When was the data collected? Sometimes there can be temporal drift in what data means, how it’s measured, or how it should be interpreted. Is the age of your data relevant to your interpretation? For example, in 2010 the Bureau of Labor Statistics changed the definition of long-term unemployment, which can make it important to recognize that shift when comparing data from before and after the change.
Most importantly it’s necessary to ask what is measured in the data, how was it sampled, and what is ultimately depicted? Are data measurements defined accurately and in a way that they can be consistently measured? How was the data sampled from the world? Is the dataset comprehensive or is it missing pieces? If the data wasn’t randomly sampled how might that reflect a bias in your interpretation? Or have other errors been introduced into the data, for instance through typos or mistaken OCR technology? Is there uncertainty in the data that should be communicated to the reader? Has the data been cropped or filtered in a way that you have lost a potentially important piece of context that would change its interpretation? And what about aggregation or transformation?
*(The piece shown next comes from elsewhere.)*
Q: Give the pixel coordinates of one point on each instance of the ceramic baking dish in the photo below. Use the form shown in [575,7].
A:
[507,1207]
If a dataset is offered to you with only averages or medians (i.e. aggregations) you’re necessarily missing information about how the data might be distributed, or about outliers that might make interesting stories. For data that’s been transformed through some algorithmic process, such as classification, it can be helpful to know the error rates of that transformation as this can lead to additional uncertainty in the data.
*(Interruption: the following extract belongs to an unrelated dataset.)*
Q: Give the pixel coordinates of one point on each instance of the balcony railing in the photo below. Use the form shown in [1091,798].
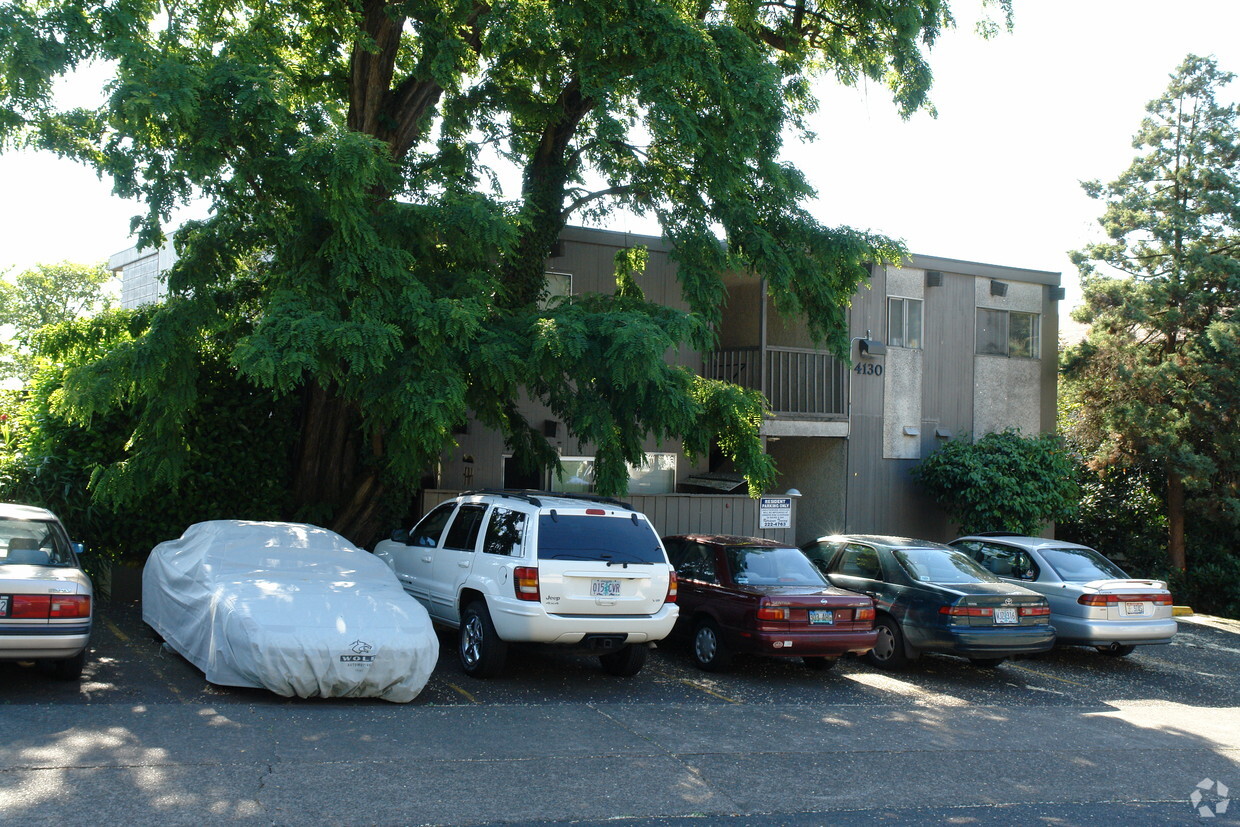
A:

Let’s consider an example that illustrates the importance of measurement definition and aggregation. The Economist graphic below shows the historic and forecast vehicle sales for different geographies. The story the graph tells is pretty clear: Sales in China are rocketing up while they’re declining or stagnant in North America and Europe. But look more closely. The data for Western Europe and North America is defined as an aggregation of light vehicle sales, according to the note in the lower-right corner. How would the story change if the North American data included truck, SUV, and minivan sales? The story you get from these kinds of data graphics can depend entirely on what’s aggregated (or not aggregated) together in the measure. Aggregations can serve as a tool of obfuscation, whether intentional or not.
It’s important to recognize and remember that data does not equal truth. It’s rhetorical by definition and can be used for truth finding or truth hiding. Being vigilant in how you develop arguments from data and showing the context that leads to the interpretation you make can only help raise the credibility of your data-driven story.